Job Manifests

Job manifests are YAML files that allows you to organize instructions for submitting any number of jobs or scripts of various languages to SLURM for scheduling within the cluster.

Manifests Process

Structure of a Job Manifest

At the top of the manifest we specify the schema version and a cluster profile. The cluster profile provides the name of the SLURM cluster to which the jobs should be submitted. The configuration is specfied in the users HOME directory in $HOME/.catena/conf.yml. The schema for this can be seen here

After that, they are comprised of two sections:

job_options (Optional): Section under which job option blocks can be added. Each of these named configuration sets defines SLURM sbatch options and environment modules that should be loaded for a given job. A single option block can be applied to a single job, or multiple jobs that run different scripts, but have similar requirements. These named configuration sets are referenced using the built-in & and * constructors in YAML.
jobs (Required): Section under which jobs to run are defined.

Manifest Structure

The most basic job manifest is for a single job, with the optional job_options section excluded:

---
jobs:
  - matlab_test:
      job_script: "/path/to/matlab/script/to/run.m"
      job: 
        env_modules:
          - matlab/96
        standard_out: '/path/to/stdout/file.out'
        standard_error: '/path/to/stderr/file.err'
        cpus_per_task: 2
        tasks: 1
        memory_per_node: '2GB'

This manifest will submit a job with the name matlab_test to the SLURM scheduler, requesting a single node with 2 cores and 2GB of RAM. The job will run a MATLAB script, which exists at the full absolute path job_script. In this instance a version of MATLAB is required to run the job_script provided and, therefore, under env_modules we add matlab/96 to the list of environment modules to be loaded.
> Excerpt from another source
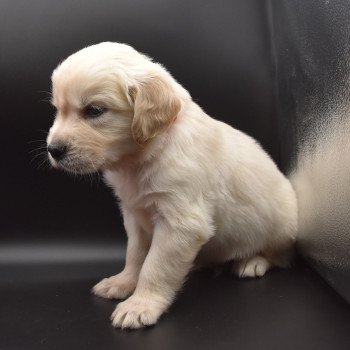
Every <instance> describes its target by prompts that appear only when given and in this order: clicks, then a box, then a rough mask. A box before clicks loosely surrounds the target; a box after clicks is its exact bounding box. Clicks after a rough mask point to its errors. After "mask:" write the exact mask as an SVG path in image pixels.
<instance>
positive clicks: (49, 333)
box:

Each job follows the general structure:

---
jobs:
  - job_name1:
      job_sript: "path to script to be run"
      job:
        ...job options...

  - job_name2:
      job_sript: "path to script to be run"
      job:
        ...job options...

Any number of jobs can be defined under the jobs section.

---
version: 1.0
cluster_profile: 'my_slurm_cluster1'
jobs:
  - job_name1:
      job_sript: "path to script to be run"
      job:
        ...job1 options...

  - job_name2:
      job_sript: "path to script to be run"
      job:
        ...job2 options...
  ...
...

🛎️ Important: The configuration properties that may be defined within a job option block are controlled by the [SlurmSubmit(models/slurm_job_schemas.md#slurm_submit) schema.

In addition to SLURM sbatch options, a given job definition is comprised as many so called Extra Options. These are not SLURM options but are also used in initializing a Job object to be submitted to a SLURM cluster.

Here are some key points about defining job options for a job definition:

Job options can be defined globally under job_options and referenced within a given job definition using anchors/aliases under the job key
They can be defined locally within a given job definition the job key within a given job definition should be reserved for global job options defined under job_options
All job options that can be defined globally can also be defined locally
Job options defined locally will take precedence over global job options defined under the job key
Useful for having a shared set of job settings across multiple jobs while still being able to define local job settings that differ from job to job.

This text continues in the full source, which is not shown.